# Building on BaseDatasetGenerator

## Overview
The reusable dataset scaffold lives in [data/base.py](data/base.py#L9-L193). Subclass `BaseDatasetGenerator` whenever you need to add a new benchmark dataset loader or prompt generator. The base class handles prompt formatting, optional context stripping, answer extraction, and batched inference bookkeeping so that subclasses only need to focus on preparing dataset rows.

## Extension Checklist
1. Create a new class that inherits from `BaseDatasetGenerator` and call `super().__init__(**kwargs)` to preserve the default prompt setup shown in [data/base.py](data/base.py#L10-L25).
2. Populate `self.dataset` with dictionaries that match the schema defined in [create_dataset](data/base.py#L27-L35). You can assign the list inside `__init__`, inside `create_dataset`, or in a separate loader method.
3. Implement `create_dataset` to fill `self.dataset`. It should return `self.dataset` to make chaining convenient.
4. Gate any additional preprocessing or augmentation behind helper functions so the class stays focused on dataset assembly.

## Dataset Schema
Every row in `self.dataset` must include:
- `question`: full question text, including choices when applicable.
- `question_ill_posed`: the minimal prompt (often the stem without context). When context is embedded in the question, reuse `remove_context` from [data/base.py](data/base.py#L37-L47).
- `answer`: free-form explanation or solution text if you need it for analysis.
- `ref_answer`: the evaluation target (letter for MCQ, numeric string for quantitative tasks).
- Optional fields such as metadata, topic tags, or difficulty can be added; they pass through untouched by the base runner.

## Helper Methods
Leverage the provided utilities instead of re-implementing them:
- `remove_context(question)`: regex-based stem extraction, see [data/base.py](data/base.py#L37-L47).
- `shuffle_choices(choices, correct_answer)`: randomizes options and tracks the correct index, see [data/base.py](data/base.py#L49-L59).
- `extract_answer(content)` and `evaluate(content, ref_answer)`: normalize boxed LaTeX answers, strip commas, and compare numerics as shown in [data/base.py](data/base.py#L61-L133).
- `apply_chat_template(tokenizer, question, thinking=None)`: builds a chat-completion prompt with `<think>` tags, see [data/base.py](data/base.py#L135-L152).
- `run_inference(inference_instance, output_file, begin_index=0, batch_size=32)`: orchestrates batched prompting and appends JSONL results, in [data/base.py](data/base.py#L154-L182).

## Typical Workflow
- Load or generate raw items (CSV, JSON, SQL, etc.).
- Normalize each item into the schema and append to `self.dataset`.
- Optionally call `self.remove_context` or `self.shuffle_choices` while building rows.
- Run `create_dataset` to finalize the list and return it for downstream code.
- Pass the generator instance plus an inference backend to `run_inference` to produce model outputs and store them in a JSONL file.

## Example Skeleton
For a minimal template, study [TestDatasetGenerator](data/base.py#L184-L193).
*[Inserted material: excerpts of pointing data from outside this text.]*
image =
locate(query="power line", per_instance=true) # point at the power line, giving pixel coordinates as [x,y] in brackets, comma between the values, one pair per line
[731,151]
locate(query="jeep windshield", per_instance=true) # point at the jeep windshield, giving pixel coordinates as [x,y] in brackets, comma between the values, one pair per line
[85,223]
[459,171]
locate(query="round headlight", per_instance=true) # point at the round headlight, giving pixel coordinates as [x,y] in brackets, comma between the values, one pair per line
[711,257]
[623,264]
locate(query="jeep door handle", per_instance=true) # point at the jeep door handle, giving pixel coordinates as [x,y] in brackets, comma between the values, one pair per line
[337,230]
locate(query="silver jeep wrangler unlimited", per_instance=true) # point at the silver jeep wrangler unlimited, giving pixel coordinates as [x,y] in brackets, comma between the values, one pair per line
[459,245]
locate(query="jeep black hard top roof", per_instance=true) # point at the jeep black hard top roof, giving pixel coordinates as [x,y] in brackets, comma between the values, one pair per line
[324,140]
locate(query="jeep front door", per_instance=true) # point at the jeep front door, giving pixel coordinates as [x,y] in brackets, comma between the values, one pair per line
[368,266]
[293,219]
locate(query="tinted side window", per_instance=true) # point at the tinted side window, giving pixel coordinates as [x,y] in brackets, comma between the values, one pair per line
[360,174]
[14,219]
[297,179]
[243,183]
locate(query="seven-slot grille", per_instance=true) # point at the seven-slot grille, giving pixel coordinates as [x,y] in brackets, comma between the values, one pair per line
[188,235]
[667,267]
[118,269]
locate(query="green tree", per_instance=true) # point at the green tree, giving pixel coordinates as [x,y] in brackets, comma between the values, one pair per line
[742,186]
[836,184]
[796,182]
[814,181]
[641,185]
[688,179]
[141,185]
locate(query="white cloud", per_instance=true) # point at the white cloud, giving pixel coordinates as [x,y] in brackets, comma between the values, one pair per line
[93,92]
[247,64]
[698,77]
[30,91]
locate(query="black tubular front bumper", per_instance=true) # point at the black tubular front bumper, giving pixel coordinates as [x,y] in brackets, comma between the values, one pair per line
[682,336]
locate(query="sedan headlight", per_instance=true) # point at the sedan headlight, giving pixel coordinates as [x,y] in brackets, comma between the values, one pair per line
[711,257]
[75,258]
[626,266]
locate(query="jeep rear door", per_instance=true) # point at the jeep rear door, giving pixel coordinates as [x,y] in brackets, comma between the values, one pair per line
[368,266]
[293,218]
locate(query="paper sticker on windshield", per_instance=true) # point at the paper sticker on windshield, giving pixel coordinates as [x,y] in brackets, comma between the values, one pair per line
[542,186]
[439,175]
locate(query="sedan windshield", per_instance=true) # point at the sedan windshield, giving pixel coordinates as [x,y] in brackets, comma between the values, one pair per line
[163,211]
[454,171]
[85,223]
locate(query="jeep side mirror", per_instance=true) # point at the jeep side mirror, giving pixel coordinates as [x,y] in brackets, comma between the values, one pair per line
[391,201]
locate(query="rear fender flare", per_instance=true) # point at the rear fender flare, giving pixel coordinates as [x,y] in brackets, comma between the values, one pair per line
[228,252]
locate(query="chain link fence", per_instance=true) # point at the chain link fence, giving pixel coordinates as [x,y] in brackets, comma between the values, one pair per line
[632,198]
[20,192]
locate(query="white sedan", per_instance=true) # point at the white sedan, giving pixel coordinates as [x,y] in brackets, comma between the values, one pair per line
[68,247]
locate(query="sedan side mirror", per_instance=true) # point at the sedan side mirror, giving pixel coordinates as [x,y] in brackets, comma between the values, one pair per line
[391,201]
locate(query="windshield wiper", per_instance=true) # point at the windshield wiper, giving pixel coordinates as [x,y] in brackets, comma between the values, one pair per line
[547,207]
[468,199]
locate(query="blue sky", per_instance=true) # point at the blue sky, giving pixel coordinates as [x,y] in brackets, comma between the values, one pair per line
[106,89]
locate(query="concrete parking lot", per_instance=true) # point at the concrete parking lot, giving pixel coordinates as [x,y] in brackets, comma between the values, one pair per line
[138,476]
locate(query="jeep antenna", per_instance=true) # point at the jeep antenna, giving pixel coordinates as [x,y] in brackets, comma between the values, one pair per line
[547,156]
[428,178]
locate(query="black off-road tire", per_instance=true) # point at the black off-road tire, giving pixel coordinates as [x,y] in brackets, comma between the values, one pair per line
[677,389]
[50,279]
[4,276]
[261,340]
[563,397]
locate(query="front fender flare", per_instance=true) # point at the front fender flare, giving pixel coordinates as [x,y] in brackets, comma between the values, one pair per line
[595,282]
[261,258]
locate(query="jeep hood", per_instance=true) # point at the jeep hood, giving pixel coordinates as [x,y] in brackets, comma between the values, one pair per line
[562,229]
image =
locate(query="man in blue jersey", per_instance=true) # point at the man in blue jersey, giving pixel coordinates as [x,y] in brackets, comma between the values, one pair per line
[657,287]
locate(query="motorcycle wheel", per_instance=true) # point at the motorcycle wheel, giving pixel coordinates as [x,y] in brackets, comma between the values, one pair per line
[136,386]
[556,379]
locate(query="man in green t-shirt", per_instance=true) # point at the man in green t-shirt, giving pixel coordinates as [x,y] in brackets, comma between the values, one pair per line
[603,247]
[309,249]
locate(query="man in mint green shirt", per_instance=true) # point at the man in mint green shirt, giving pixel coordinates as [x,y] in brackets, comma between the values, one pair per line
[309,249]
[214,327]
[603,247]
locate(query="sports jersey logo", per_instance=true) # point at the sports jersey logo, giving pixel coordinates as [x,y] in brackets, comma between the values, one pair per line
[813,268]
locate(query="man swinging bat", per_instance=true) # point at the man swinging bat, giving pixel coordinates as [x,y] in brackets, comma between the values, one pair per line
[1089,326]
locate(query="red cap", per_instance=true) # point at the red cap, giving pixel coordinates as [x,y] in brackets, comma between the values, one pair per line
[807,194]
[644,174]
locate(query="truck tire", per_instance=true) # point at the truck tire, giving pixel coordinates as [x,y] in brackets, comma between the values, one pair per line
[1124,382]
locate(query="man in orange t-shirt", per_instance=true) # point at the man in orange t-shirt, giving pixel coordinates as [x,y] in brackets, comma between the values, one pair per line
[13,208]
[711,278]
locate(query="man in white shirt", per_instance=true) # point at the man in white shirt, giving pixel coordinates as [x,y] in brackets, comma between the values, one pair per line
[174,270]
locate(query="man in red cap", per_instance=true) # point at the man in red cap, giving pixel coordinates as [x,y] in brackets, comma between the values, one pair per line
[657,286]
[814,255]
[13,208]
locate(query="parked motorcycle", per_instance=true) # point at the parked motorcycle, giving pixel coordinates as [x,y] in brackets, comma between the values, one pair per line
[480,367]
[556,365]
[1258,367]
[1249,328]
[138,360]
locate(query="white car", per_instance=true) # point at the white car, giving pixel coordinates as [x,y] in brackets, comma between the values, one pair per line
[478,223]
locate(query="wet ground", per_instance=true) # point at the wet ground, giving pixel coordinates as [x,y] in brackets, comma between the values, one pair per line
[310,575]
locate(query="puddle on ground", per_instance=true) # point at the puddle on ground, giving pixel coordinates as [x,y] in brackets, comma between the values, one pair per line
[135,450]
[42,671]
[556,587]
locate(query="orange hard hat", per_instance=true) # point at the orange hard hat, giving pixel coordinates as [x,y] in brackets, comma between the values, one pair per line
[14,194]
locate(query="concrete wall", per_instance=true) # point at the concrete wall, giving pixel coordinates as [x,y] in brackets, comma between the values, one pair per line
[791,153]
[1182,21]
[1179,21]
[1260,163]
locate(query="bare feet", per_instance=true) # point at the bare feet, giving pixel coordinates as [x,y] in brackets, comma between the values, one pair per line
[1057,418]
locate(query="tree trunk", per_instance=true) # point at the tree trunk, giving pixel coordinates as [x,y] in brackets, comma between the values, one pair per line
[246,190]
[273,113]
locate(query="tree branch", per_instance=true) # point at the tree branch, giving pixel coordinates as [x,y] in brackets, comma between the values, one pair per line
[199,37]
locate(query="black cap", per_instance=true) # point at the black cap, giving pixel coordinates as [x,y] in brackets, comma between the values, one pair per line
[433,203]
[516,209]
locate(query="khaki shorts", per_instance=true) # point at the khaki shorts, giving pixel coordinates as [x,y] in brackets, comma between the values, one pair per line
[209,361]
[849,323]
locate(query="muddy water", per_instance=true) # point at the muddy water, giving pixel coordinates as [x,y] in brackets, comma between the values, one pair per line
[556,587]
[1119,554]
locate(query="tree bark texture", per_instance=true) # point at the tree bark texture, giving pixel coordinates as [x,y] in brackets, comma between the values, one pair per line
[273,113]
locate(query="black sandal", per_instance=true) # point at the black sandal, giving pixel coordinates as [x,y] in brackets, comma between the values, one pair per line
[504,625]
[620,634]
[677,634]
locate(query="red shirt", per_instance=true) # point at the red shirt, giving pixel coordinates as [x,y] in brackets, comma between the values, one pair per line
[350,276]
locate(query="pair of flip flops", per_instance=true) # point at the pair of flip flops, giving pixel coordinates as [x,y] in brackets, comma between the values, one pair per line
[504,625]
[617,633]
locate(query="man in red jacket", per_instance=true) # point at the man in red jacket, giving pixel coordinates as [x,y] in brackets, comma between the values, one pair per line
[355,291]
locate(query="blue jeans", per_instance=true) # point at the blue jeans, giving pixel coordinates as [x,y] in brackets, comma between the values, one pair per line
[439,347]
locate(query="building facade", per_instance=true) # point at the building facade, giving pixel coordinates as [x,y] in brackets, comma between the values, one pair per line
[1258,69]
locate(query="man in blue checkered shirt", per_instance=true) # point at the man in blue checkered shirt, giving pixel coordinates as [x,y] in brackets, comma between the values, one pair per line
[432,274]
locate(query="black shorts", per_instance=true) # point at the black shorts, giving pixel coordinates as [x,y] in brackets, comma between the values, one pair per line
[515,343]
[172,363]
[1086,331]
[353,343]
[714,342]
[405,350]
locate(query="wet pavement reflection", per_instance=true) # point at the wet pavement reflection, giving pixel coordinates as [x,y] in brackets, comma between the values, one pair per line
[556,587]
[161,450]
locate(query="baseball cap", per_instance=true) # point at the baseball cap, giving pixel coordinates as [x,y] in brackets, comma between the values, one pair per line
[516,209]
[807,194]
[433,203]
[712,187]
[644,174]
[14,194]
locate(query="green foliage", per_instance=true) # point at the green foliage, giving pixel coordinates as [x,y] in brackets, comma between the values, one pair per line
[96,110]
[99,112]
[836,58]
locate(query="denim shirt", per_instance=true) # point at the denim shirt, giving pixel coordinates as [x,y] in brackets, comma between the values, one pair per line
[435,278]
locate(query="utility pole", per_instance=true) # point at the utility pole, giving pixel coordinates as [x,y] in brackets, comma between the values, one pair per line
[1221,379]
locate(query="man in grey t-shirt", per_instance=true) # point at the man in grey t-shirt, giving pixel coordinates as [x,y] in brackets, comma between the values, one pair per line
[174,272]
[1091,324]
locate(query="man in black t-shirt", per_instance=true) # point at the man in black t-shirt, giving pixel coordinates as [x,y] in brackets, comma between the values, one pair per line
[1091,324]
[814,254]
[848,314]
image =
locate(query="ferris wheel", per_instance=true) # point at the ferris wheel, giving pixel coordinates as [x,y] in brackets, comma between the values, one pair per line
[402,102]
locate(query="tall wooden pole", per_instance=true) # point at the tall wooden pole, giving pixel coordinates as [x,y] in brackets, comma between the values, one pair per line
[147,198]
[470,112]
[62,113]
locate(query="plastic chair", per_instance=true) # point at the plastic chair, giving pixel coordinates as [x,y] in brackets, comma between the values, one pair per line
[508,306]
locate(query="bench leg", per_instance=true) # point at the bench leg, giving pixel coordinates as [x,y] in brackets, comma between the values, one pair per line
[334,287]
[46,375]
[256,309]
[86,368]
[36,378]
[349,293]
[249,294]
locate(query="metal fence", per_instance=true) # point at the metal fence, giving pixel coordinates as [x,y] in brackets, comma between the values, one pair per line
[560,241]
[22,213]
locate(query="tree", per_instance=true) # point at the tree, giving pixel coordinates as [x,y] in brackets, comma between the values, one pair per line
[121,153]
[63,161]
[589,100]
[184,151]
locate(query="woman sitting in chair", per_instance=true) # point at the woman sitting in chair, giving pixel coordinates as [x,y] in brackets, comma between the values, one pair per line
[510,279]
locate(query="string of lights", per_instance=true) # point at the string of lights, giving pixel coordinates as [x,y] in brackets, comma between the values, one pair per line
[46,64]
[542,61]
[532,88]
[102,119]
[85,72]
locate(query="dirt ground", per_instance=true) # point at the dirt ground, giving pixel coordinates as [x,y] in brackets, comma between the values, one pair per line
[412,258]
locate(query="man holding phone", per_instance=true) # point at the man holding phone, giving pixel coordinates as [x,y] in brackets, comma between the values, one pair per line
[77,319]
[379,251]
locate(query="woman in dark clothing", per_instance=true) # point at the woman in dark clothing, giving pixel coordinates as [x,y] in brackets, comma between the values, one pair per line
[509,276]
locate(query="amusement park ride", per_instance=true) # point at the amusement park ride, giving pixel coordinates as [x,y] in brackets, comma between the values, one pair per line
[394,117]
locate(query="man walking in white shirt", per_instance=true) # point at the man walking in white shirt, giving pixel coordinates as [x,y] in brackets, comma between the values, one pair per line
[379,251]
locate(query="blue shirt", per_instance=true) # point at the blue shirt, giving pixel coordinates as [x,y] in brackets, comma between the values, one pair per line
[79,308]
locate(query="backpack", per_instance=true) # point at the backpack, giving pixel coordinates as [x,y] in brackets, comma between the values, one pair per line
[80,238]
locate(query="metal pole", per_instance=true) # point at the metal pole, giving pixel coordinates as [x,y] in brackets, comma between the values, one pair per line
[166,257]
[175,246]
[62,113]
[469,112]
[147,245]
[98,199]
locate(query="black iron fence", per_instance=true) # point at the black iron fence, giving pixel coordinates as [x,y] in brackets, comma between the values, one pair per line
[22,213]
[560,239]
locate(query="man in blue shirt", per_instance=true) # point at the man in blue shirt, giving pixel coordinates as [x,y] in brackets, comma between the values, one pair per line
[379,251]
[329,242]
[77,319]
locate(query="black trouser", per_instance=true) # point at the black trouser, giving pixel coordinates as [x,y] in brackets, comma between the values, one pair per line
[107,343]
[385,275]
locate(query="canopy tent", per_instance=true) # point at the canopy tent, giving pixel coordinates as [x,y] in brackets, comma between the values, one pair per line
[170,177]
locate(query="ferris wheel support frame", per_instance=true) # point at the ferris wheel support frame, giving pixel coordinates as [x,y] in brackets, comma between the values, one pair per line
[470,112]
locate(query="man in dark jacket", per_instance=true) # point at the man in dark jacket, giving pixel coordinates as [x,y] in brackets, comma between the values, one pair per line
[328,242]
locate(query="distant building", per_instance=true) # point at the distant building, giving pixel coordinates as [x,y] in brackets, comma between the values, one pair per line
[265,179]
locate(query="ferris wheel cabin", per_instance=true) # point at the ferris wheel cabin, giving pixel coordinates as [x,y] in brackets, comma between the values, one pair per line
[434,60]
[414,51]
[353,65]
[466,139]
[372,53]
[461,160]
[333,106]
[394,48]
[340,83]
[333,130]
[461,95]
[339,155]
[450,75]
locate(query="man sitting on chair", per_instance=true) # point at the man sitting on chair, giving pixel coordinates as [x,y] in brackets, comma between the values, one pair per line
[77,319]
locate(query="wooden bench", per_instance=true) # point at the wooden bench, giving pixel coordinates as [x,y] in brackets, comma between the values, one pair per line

Expand it by reading from your source, populating `self.dataset`, and exposing any dataset-specific knobs (e.g., splits, difficulty filters) through `__init__` arguments forwarded to `super().__init__`.

## Best Practices
- Keep `self.dataset` lightweight; avoid storing large blobs when a file path will do.
- Store intermediate artifacts in the `_data` or `data` subtree to keep git history manageable.
- When adding new helpers, prefer protected methods (prefix with `_`) so the public API stays stable.
- Update documentation and integration tests when you introduce new required fields or evaluation logic.